I have a program that consists of 3 files, one .c file and two .cu files, nn.cu and parallel.cu. The main function is located in the one .cu file, the nn.cu and the .c file (utils.c) I have it as extern "C" in the parallel.cu . I want to further parallelize the program (which runs perfectly without cilk), so I considered cilk, with _Cilk_spawn and _Cilk_sync:
int main(int argc, char* argv[] ) {
clock_t begin = clock();
srand((unsigned)time(NULL));
int n_inputs = atoi(argv[2]);
int n_hidden = atoi(argv[3]);
int n_outputs = atoi(argv[4]);
// Build output layer
NeuralNet nn = buildNeuralNet(n_inputs, n_outputs, n_hidden);
// Build training samples
int _p1[] = {0,0};
Pattern p1 = makePatternSingleOutput(_p1, 0);
int _p2[] = {0,1};
Pattern p2 = makePatternSingleOutput(_p2, 1);
int _p3[] = {1,1};
Pattern p3 = makePatternSingleOutput(_p3, 1);
int _p4[] = {1,0};
Pattern p4 = makePatternSingleOutput(_p4, 1);
Pattern patterns[] = {p3, p2, p1, p4};
// Train the network
_Cilk_spawn train_network(patterns, 4, atoi(argv[1]), nn);
printf("\n\nTesting the network\n");
_Cilk_sync;
_Cilk_spawn update_pattern(p2, nn);
for (int i=0; i < nn.n_outputs; i++) {
printf("Output: %f, expected: %i\n", nn.out_output[i], p2.result[i]);
printf("NN Error : %f\n", 1.0f - nn.out_output[i]);
}
cudaDeviceReset();
_Cilk_sync;
clock_t end = clock();
double time_spent = (double)(end - begin) / CLOCKS_PER_SEC;
printf("Runtime : %f\n", time_spent);
return 0;
}
The problem is when I try to compile all these together with nvcc:
$ nvcc -Wno-deprecated-gpu-targets -o my_nn_cilk nn.cu parallel.cu -lm
nn.cu(241): error: identifier "_Cilk_spawn" is undefined
nn.cu(241): error: expected a ")"
nn.cu(245): error: identifier "_Cilk_sync" is undefined
nn.cu(247): error: identifier "_Cilk_spawn" is undefined
nn.cu(247): error: expected a ")"
5 errors detected in the compilation of "/tmp/tmpxft_00003b52_00000000-14_nn.cpp1.ii".

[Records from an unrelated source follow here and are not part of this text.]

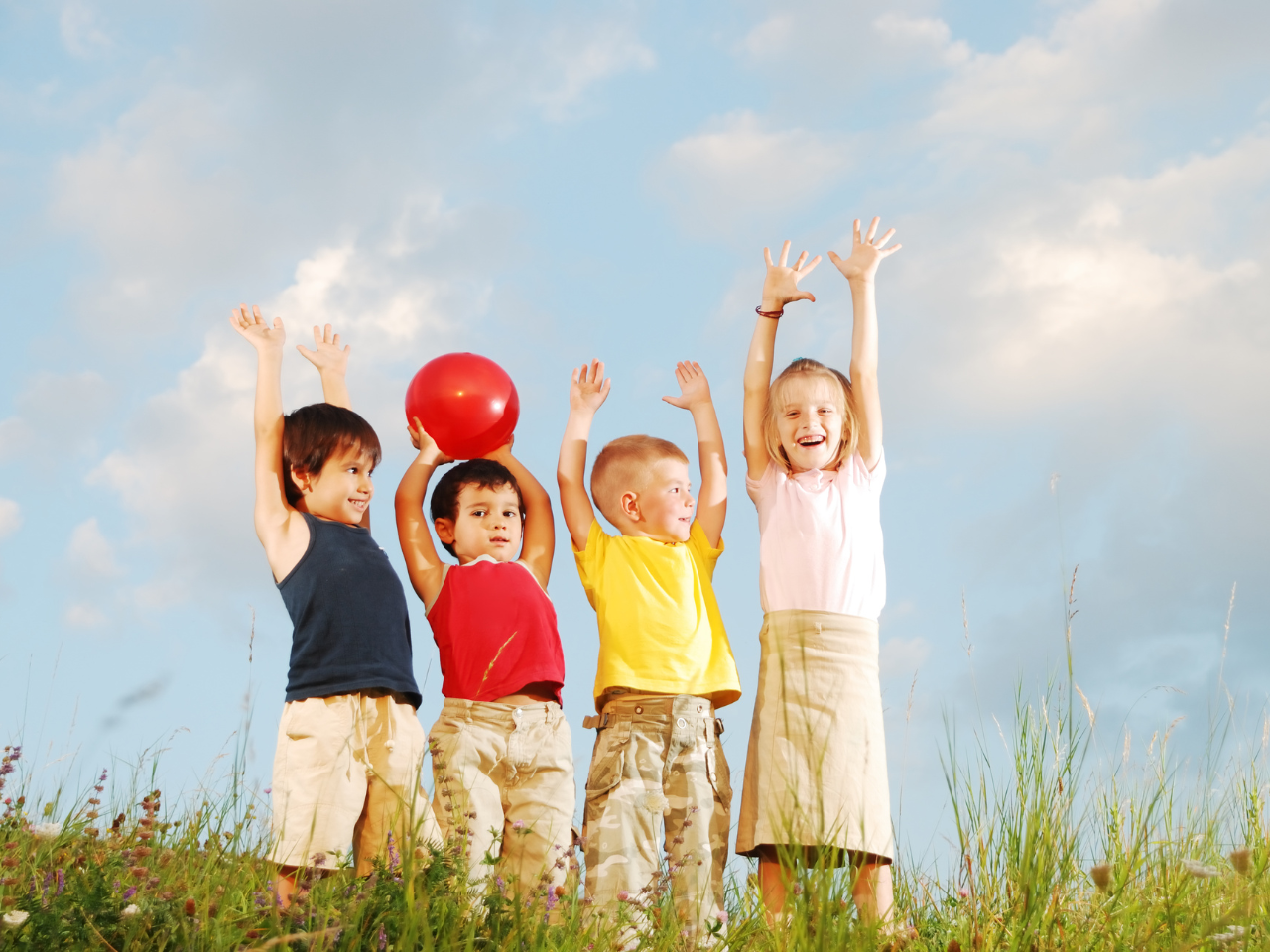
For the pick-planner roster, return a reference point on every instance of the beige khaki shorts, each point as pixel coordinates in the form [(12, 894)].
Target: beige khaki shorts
[(347, 771), (504, 788), (658, 811)]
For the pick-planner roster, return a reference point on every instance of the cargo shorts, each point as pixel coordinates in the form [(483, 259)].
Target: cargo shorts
[(504, 788), (347, 771), (658, 780)]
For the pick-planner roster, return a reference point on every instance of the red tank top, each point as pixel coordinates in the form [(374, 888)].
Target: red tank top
[(495, 630)]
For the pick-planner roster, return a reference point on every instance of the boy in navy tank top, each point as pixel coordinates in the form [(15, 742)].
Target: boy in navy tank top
[(349, 743), (502, 754)]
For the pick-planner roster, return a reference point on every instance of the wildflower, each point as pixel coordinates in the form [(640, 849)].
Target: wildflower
[(1101, 875), (1236, 932), (1201, 870), (1239, 860)]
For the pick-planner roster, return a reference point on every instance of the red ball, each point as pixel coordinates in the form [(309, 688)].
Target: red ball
[(466, 403)]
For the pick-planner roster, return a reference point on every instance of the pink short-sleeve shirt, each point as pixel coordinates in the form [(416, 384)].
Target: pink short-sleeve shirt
[(820, 535)]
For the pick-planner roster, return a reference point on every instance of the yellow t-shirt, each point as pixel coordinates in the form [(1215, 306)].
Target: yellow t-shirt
[(659, 624)]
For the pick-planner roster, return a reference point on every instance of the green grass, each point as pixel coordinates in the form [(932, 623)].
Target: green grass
[(1061, 844)]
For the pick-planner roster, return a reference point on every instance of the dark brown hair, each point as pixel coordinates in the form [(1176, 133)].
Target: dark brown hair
[(313, 434), (483, 474)]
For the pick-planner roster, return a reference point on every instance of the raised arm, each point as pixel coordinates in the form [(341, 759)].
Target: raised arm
[(422, 562), (860, 270), (281, 531), (695, 398), (587, 393), (331, 363), (539, 540), (780, 287)]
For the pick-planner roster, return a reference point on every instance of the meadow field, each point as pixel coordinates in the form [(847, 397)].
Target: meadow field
[(1064, 846)]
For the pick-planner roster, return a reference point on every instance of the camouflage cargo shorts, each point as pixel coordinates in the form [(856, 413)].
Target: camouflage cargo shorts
[(658, 774)]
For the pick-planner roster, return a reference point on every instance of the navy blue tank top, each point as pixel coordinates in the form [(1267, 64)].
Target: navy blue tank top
[(352, 629)]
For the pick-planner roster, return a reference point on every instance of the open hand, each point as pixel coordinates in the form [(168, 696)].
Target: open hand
[(261, 335), (694, 386), (588, 388), (326, 354), (865, 253), (427, 447), (780, 286)]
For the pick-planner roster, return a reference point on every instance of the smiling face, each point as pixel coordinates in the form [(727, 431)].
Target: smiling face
[(341, 490), (662, 507), (810, 421), (488, 522)]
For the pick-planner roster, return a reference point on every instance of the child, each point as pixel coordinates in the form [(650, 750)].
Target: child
[(349, 744), (665, 658), (816, 771), (502, 753)]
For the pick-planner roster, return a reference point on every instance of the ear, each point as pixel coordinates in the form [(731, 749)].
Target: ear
[(303, 480), (630, 506), (444, 530)]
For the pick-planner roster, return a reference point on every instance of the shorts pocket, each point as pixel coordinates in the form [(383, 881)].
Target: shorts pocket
[(719, 774), (606, 770)]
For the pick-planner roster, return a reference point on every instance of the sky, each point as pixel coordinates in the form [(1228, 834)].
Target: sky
[(1072, 339)]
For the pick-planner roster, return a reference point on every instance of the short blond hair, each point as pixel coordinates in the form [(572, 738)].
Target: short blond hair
[(807, 368), (622, 465)]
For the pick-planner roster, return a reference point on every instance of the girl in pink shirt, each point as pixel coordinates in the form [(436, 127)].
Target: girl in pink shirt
[(816, 785)]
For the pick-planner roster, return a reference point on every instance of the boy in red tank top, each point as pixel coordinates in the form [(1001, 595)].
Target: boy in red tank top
[(502, 754)]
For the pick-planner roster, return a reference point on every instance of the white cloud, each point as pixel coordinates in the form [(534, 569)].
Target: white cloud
[(81, 31), (89, 552), (739, 167), (579, 61), (58, 416), (922, 33), (81, 615), (10, 517), (901, 657)]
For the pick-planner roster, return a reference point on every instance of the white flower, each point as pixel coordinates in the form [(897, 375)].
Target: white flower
[(1223, 937), (1202, 870)]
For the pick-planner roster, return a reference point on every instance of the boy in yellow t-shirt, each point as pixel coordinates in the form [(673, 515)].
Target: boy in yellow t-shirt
[(665, 658)]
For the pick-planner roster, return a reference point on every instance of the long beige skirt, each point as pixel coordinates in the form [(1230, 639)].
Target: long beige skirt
[(816, 771)]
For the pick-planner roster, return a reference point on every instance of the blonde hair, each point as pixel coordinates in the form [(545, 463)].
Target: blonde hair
[(622, 465), (807, 368)]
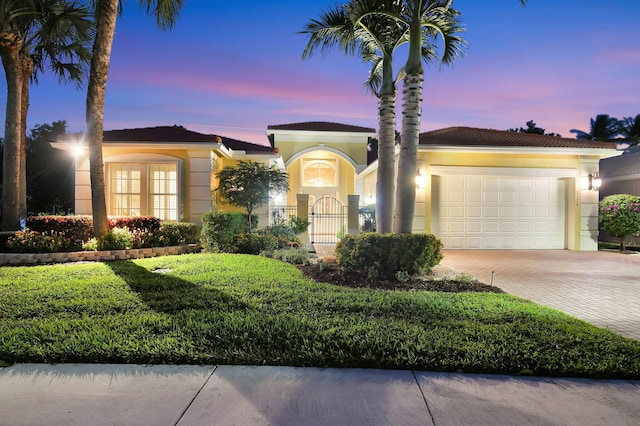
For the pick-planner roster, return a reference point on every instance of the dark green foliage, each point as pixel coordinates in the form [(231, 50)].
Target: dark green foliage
[(220, 229), (73, 229), (249, 184), (175, 234), (255, 243), (368, 214), (619, 216), (384, 255)]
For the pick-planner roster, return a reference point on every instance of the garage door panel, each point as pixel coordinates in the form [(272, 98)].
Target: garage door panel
[(494, 212)]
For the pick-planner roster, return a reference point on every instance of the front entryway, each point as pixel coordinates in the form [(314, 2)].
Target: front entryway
[(328, 220)]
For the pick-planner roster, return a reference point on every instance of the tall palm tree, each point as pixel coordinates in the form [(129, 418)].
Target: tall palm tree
[(13, 15), (603, 128), (631, 129), (363, 27), (166, 13), (61, 45), (36, 35), (427, 20)]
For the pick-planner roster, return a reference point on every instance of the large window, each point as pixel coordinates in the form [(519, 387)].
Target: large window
[(144, 189)]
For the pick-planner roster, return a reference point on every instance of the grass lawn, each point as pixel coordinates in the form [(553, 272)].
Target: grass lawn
[(241, 309)]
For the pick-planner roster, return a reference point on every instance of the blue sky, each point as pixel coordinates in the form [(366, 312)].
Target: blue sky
[(233, 68)]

The two functions that I _Cilk_spawn call the desired CUDA kernels.
Even if I add to the nvcc command the parameter -lcilkrts, the errors are the same.
Also, I have #include "cilk/cilk.h" at the beginning of the code.
Can you please help me? Why does it show these errors and does it not compile? Thank you in advance!
The reason it does not compile is, nvcc does not support cilk implementations and keywords. You need a wrapper that calls the CUDA functions from your cilk code. Here is a sample on how to write a wrapper and call it from your cilk code: cilk with cuda sample.
In the link, it also explains how to compile the cuda code and cilk code and how to link them.